Grand hôtel moderne porte de la Villette. La cheville droite prise dans des attelles, suite de mon entorse de l’île d’Yeu. Les gentils organisateurs m’attribuent deux fauteuils, un pour mes fesses, l’autre pour mon pied.
Trois jours. Salle sans fenêtres. Sur l’estrade, un grand type énergique, blême, patibulaire. Pour boucher les issues, un tas de jeunes personne discrètes. Au moins 200 participants néophytes et pleins de grands espoirs.
Deuxième jour. Je suis mal. Noyée dans la masse des 200 têtes de pipe, incapable de raconter mes problèmes devant une si grande foule, je me ratatine dans un anonymat de plus en plus anonyme. A une ou deux questions que je pose en levant le doigt au moment des « discussions», me fais rembarrer par l’animateur aux traits charbonneux. A-t-il flairé en moi le mauvais esprit ? Est-ce sa méthode avec les gens qui hésitent ? Je ne me sens pas en confiance. Me noie dans une panique, comme si soudain j’étais coupée de tout ce qui avait fait ma vie.
Besoin vital d’entendre une voix connue.
Un petit quart d’heure pour déjeuner. Impossible d’échanger avec les autres participants, sauf à la sauvette. Je galope vers le métro pour trouver une cabine. J’appelle Rémy. « Je suis en train de faire le stage de Cléa dont je t’avais parlé, que vous m’avez offert pour mon anniversaire… Pour vous dire donc que je me viens pas ce week-end…
– C’est bien ?
– Écoute… il y a de très bonnes choses, très intéressantes, assez fortes, je vous raconterai, mais je trouve dur d’être assis douze heures sur sa chaise sans bouger, sans manger, je suis dans un état un peu glauque… »
Lui, toujours chevaleresque :
– « Un simple coup de fil, et je viens te chercher quand tu veux !

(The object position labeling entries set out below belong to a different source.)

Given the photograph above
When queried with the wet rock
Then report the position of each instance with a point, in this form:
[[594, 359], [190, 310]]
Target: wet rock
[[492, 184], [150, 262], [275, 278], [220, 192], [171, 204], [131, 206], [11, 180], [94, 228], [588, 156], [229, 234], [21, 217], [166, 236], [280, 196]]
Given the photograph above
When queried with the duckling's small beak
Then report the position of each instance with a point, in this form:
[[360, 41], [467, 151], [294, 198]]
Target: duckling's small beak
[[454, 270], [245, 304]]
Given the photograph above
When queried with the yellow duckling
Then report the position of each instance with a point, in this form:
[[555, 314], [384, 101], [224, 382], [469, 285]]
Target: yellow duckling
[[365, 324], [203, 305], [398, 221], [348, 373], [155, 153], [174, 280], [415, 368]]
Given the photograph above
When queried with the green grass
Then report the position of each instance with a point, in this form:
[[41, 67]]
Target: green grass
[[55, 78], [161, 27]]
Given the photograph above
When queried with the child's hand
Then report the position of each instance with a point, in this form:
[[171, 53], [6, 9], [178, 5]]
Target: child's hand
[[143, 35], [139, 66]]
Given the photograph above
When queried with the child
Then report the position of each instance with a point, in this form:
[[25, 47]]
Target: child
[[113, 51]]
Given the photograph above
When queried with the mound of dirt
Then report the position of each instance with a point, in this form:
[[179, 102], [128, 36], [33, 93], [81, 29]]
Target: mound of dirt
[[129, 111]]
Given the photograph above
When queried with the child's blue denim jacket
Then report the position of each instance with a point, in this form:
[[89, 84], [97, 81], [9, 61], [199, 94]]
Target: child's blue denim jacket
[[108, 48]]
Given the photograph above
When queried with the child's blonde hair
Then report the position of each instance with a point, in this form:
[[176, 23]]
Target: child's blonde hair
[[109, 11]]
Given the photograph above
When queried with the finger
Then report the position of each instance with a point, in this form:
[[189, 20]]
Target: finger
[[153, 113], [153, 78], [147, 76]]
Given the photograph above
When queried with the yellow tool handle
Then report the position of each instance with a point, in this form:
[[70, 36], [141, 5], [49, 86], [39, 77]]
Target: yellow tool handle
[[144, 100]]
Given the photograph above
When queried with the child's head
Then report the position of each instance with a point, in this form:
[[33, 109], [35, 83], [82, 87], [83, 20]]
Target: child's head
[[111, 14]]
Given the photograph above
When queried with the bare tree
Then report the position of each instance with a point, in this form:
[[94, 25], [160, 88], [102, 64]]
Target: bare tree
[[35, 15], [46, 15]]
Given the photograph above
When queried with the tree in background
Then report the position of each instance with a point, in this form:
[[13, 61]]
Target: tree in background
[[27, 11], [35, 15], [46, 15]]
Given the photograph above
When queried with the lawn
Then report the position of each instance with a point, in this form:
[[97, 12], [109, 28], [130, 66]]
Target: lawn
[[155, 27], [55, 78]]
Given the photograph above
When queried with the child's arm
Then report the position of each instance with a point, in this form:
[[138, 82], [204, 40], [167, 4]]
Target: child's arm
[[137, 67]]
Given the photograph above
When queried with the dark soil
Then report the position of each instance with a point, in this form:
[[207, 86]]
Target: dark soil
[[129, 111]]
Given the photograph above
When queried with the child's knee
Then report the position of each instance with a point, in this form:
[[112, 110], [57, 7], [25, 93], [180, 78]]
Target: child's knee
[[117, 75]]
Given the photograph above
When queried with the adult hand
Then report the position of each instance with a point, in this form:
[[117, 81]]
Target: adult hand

– Non, je n’en suis pas là ! j’ai l’intention d’aller jusqu’au bout. »
Je me sens à nouveau reliée à quelque chose, à quelqu’un de central, familier, réel, et je remonte du métro un peu moins glauque. Mais, dans le groupe, ou plutôt la masse du Forum, je ne me sens reliée à personne, je m’embourbe dans un sentiment d’exclusion. Une certaine Cendrine, avec qui j’ai déjeuné hier et sympathisé, aujourd’hui me tourne le dos : je lui ai confié quelques-uns de mes doutes et réticences à la bonne parole. En fait, j’ai été simplement interrogative, je lui ai demandé : « Toi, qu’est-ce que tu en penses ? » Mais, dès le deuxième jour, l’idée qu’elle pourrait penser, penser autre chose que le type sur l’estrade, ne semble plus d’actualité pour elle. Déjà elle se laisse porter par le grand mouvement de croyance, la grande tornade blanche. J’ai en face de moi une inconditionnelle. En face de moi, d’ailleurs, c’est beaucoup dire, car, sur le trottoir, elle m’aperçoit et file dans la direction opposée. Cela m’attriste. Je la trouvais sympathique.
Ok, elle a ses raisons. Elle a eu un accident de moto, s’est retrouvée paralysée. Maintenant, elle marche jambes raides, comme un automate. De dos, sa démarche dans la rue est pathétique. Comment s’étonner qu’elle désire se laisser porter ?
Rien n’y fait. Je lui en veux.
Le samedi suivant, je vais à Montreuil chez Rémy et Wanda, ne serait-ce que pour les rassurer.
« Alors, c’était comment ?
Dur physiquement, mais des choses très intéressantes. »
Je leur présente les choses un peu hypocritement, leur disant que les gens qui sont là ont l’air très insérés dans la vie active, 35-45 ans, des médecins ou des architectes, ou peut-être des ingénieurs, du moins d’après ce que j’ai entendu   des gens comme eux, en somme.
« Pourquoi laisserait-on les bonnes choses aux médecins ? dit Wanda, que je sens très intéressée. D’ailleurs pourquoi offrir à quelqu’un quelque chose qui ne vous intéresse pas ? » Je lui dis que c’est « assez rafraîchissant par rapport à une psychothérapie, où on s’intéresse à ce qui va mal, ici, on s’intéresse aux ‘ressources’, c’est-à-dire à ce qui va bien ; par exemple, la formule gagnante de chacun… »
« Formule gagnante, ça me parle », dit Wanda.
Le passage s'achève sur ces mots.